We also are planning a smart phone program and series of educational videos to be installed on the smart phones. We are thinking of ways the smartphones can be used as incentives to get girls into school.

Some of the smartphone videos will provide sex education to both girls and boys. Sex education has been proven helpful in preventing pregnancy for adolescents.

Women’s and girls rights will be the subject of smartphone videos for women.

In addition, there should be available real alternatives to marriage – different lifestyles and roles for unmarried girls that girls and their families value and respect.

We are also sponsoring a young woman in health college and a young man in veterinary college. Educated people, especially female, can serve as models for the generation to come.

Families, communities, young people and the media should be engaged to work together to address  deep-rooted values and traditions by engaging to change attitudes and behaviors related to child marriage.

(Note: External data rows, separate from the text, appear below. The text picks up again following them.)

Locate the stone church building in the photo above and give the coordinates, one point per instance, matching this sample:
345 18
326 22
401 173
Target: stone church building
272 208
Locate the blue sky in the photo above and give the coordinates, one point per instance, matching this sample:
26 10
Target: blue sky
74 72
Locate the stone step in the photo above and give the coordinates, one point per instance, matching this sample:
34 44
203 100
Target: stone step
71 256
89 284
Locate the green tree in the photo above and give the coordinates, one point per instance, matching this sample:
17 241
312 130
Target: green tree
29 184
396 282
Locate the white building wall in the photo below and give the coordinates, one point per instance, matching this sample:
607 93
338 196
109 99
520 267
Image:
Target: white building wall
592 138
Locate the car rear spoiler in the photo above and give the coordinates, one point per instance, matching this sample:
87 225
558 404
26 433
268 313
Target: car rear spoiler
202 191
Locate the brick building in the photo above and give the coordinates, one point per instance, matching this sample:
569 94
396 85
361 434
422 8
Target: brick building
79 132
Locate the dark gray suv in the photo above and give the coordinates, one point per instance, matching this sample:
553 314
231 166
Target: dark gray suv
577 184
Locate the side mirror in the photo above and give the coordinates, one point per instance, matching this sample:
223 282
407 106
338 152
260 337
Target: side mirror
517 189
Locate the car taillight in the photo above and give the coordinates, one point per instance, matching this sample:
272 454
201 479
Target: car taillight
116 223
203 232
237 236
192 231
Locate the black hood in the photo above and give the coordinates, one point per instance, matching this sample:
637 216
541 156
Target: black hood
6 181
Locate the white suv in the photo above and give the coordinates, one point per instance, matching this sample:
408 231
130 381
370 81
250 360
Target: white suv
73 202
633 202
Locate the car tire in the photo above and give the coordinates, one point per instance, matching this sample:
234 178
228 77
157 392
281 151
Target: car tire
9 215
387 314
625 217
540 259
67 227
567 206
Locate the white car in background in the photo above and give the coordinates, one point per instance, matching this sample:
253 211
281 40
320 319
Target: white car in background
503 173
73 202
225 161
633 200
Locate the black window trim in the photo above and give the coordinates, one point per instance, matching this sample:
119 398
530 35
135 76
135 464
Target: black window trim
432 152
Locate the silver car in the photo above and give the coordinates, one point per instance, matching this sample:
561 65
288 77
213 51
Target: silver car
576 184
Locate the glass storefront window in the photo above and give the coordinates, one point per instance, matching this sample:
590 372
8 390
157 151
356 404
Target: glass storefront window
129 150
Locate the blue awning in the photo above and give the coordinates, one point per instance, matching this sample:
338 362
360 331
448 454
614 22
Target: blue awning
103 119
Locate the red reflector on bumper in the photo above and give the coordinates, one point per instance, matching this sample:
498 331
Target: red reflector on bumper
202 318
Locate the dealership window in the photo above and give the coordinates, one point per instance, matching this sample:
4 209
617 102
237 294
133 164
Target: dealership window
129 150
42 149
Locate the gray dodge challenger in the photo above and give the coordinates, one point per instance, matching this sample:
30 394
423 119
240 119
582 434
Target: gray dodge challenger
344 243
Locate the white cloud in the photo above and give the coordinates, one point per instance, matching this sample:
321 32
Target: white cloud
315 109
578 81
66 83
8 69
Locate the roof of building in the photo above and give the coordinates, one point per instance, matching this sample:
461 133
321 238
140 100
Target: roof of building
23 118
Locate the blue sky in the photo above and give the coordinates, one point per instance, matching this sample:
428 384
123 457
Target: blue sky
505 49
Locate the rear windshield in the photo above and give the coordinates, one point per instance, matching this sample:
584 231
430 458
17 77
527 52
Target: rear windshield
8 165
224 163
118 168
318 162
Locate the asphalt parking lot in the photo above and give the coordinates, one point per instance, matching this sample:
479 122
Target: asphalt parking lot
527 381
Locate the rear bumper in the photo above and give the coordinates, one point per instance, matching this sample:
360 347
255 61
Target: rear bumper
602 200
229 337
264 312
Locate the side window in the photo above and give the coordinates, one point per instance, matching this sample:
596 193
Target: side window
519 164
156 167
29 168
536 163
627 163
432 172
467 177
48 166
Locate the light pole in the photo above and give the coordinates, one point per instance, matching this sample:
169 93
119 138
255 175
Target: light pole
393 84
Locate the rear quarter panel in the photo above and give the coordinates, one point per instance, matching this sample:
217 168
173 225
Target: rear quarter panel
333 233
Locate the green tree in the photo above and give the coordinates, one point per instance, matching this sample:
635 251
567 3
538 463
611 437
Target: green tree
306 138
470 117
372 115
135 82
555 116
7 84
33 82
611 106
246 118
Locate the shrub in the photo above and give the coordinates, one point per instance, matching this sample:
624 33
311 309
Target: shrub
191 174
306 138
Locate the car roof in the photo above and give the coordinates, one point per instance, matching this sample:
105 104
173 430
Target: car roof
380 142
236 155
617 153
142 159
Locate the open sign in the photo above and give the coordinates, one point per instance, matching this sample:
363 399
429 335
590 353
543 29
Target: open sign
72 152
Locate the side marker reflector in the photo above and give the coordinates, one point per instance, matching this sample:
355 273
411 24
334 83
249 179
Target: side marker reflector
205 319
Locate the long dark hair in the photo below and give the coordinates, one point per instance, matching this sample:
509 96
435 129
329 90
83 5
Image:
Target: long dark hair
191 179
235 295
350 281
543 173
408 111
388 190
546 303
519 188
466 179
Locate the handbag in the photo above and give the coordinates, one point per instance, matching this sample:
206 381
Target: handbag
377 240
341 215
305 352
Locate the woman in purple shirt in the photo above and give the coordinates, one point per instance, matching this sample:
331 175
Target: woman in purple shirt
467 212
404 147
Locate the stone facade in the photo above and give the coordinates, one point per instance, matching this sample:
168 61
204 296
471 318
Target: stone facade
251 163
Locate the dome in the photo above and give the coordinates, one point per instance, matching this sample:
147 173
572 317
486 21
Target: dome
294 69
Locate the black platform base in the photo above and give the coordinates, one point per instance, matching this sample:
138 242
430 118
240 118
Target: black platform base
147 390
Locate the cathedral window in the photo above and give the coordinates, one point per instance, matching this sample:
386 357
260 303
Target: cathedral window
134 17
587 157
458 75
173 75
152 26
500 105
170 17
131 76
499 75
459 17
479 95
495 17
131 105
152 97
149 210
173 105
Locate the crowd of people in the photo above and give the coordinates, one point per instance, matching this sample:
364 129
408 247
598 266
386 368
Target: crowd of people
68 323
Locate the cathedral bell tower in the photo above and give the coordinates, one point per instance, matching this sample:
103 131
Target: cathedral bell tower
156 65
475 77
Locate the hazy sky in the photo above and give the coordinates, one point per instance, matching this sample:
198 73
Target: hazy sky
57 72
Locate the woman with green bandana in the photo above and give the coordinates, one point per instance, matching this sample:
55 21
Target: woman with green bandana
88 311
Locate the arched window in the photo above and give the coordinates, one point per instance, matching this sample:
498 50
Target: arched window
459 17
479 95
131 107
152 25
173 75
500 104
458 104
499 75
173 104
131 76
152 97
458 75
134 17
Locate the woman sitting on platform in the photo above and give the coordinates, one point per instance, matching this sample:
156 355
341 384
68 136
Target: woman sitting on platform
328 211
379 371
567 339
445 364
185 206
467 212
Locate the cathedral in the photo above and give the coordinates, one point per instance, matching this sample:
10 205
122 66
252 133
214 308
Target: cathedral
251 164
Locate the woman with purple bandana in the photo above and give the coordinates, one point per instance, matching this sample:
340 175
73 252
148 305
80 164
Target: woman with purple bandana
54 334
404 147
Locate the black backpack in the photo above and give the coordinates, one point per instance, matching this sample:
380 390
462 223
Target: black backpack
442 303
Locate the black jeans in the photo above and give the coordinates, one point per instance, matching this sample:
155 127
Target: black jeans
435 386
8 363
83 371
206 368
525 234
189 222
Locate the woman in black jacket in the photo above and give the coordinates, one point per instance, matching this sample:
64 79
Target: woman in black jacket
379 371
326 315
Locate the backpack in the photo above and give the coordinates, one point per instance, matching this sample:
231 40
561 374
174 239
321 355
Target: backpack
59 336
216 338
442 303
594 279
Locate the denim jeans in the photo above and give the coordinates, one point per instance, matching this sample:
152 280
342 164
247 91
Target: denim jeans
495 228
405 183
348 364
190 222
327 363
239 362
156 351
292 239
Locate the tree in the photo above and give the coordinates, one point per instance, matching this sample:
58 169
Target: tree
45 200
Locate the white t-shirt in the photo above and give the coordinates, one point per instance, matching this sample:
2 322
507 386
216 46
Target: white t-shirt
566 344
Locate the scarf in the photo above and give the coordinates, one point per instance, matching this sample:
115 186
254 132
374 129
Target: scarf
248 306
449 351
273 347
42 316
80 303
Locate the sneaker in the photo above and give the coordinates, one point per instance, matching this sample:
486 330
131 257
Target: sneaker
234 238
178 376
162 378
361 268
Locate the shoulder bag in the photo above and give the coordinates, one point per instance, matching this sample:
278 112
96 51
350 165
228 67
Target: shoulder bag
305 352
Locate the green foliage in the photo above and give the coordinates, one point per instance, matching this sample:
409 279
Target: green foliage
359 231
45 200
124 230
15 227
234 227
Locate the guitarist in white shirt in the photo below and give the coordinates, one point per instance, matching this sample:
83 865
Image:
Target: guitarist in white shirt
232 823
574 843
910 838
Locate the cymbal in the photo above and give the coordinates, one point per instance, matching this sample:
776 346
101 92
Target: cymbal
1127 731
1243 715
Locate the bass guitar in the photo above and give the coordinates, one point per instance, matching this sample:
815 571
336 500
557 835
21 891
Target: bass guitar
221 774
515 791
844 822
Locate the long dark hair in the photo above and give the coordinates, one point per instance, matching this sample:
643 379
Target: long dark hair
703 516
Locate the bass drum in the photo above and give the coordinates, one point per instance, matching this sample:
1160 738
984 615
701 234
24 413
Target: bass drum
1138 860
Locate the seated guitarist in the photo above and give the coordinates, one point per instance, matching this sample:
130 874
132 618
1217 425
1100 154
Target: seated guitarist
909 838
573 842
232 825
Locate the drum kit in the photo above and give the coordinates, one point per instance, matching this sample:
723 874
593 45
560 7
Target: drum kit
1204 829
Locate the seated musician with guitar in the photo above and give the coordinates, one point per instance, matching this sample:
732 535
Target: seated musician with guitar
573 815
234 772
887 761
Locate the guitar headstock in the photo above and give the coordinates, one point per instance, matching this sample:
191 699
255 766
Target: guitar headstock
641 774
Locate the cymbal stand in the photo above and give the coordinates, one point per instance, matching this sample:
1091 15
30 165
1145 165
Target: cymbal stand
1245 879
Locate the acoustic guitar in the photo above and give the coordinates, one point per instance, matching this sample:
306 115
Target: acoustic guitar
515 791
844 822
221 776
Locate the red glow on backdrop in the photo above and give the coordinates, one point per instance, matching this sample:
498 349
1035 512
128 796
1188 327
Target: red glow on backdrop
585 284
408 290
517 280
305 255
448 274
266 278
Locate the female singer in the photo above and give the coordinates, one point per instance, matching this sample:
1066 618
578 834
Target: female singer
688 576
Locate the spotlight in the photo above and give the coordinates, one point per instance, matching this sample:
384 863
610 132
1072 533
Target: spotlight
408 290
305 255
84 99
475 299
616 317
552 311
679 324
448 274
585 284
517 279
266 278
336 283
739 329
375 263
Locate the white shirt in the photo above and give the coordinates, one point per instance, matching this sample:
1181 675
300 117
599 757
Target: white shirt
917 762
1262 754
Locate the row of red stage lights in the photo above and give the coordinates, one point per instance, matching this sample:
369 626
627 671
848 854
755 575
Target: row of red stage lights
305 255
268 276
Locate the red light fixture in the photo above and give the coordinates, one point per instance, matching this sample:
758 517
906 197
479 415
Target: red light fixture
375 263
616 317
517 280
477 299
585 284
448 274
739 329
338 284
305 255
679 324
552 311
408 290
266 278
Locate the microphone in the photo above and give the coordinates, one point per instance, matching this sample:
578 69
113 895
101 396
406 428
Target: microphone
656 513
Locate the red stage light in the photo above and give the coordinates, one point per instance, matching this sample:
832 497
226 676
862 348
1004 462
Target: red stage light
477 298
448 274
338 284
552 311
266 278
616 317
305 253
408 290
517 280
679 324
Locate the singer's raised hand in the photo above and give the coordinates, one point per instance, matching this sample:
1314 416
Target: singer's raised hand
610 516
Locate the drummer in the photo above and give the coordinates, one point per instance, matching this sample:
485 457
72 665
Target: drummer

In the new Emburbul organization. its constitution allows youth to have their own representatives who have some voting power at the General Assemblies. Girls and boys will have equal representation. We hope this will allow youth, and particularly girls, to have a voice in their future.

Legislation on the minimum age for marriage must form part of a broader legal framework that protects women and girls’ rights – from property rights and protection from violence, to support for those wishing to leave a marriage. Any loopholes – for example related to parental consent or customary laws – must be removed.